Ferramentas de apoio à escrita, como o Tesify, ajudam a manter a rastreabilidade das fontes citadas ao longo da redação — o que facilita justamente o compromisso assumido nessa declaração, sem substituir a responsabilidade do autor pela originalidade do próprio raciocínio e argumentação. Para reduzir o risco antes mesmo de assinar o documento, vale revisar as 10 práticas para garantir originalidade no TCC.

Perguntas frequentes

A declaração de originalidade é obrigatória em todo TCC?

Não existe uma lei federal que a torne obrigatória em todo o Brasil, mas a grande maioria dos regulamentos institucionais de TCC a exige como elemento pré-textual. Verifique o manual de normalização da sua instituição para confirmar se o documento é exigido separadamente ou embutido na folha de rosto.

Onde a declaração de originalidade deve ser inserida no TCC?

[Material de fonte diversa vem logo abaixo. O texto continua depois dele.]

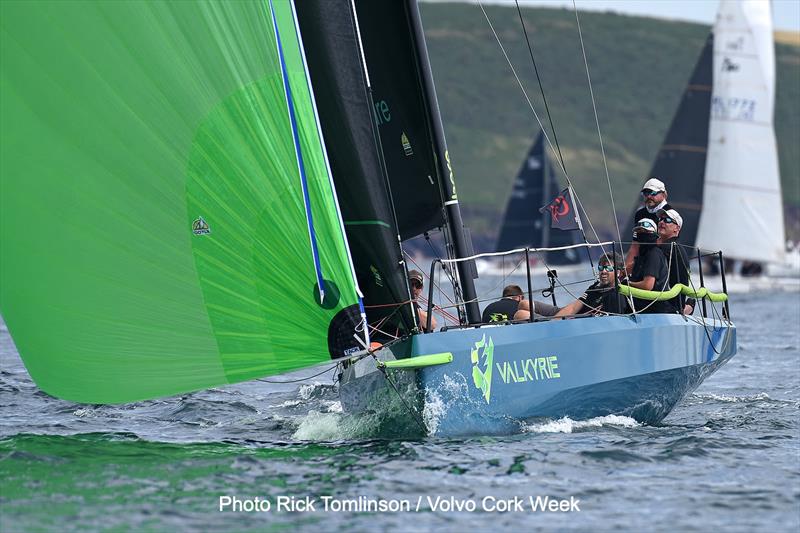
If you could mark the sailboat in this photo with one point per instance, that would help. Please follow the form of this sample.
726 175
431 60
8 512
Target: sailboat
719 158
196 194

Como elemento pré-textual, geralmente logo após a folha de rosto e antes da folha de aprovação. A ordem exata pode variar por instituição, mas ela sempre antecede o corpo textual (introdução, desenvolvimento e conclusão) do trabalho.

Declaração de originalidade e declaração de uso de IA são o mesmo documento?

Não necessariamente. A declaração de originalidade trata de autoria e ausência de plágio de fontes de terceiros; a declaração de uso de IA trata especificamente de como ferramentas de inteligência artificial foram usadas na elaboração do texto. Algumas instituições unificam os dois documentos; outras mantêm formulários separados.

O que acontece se eu assinar a declaração e depois for constatado plágio?

O regimento do curso normalmente prevê reprovação do TCC e possível processo disciplinar interno; em casos constatados após a formatura, pode haver anulação do diploma. Na esfera civil, a violação de direitos autorais de terceiros pode gerar responsabilização com base na Lei nº 9.610/1998, independentemente da sanção acadêmica.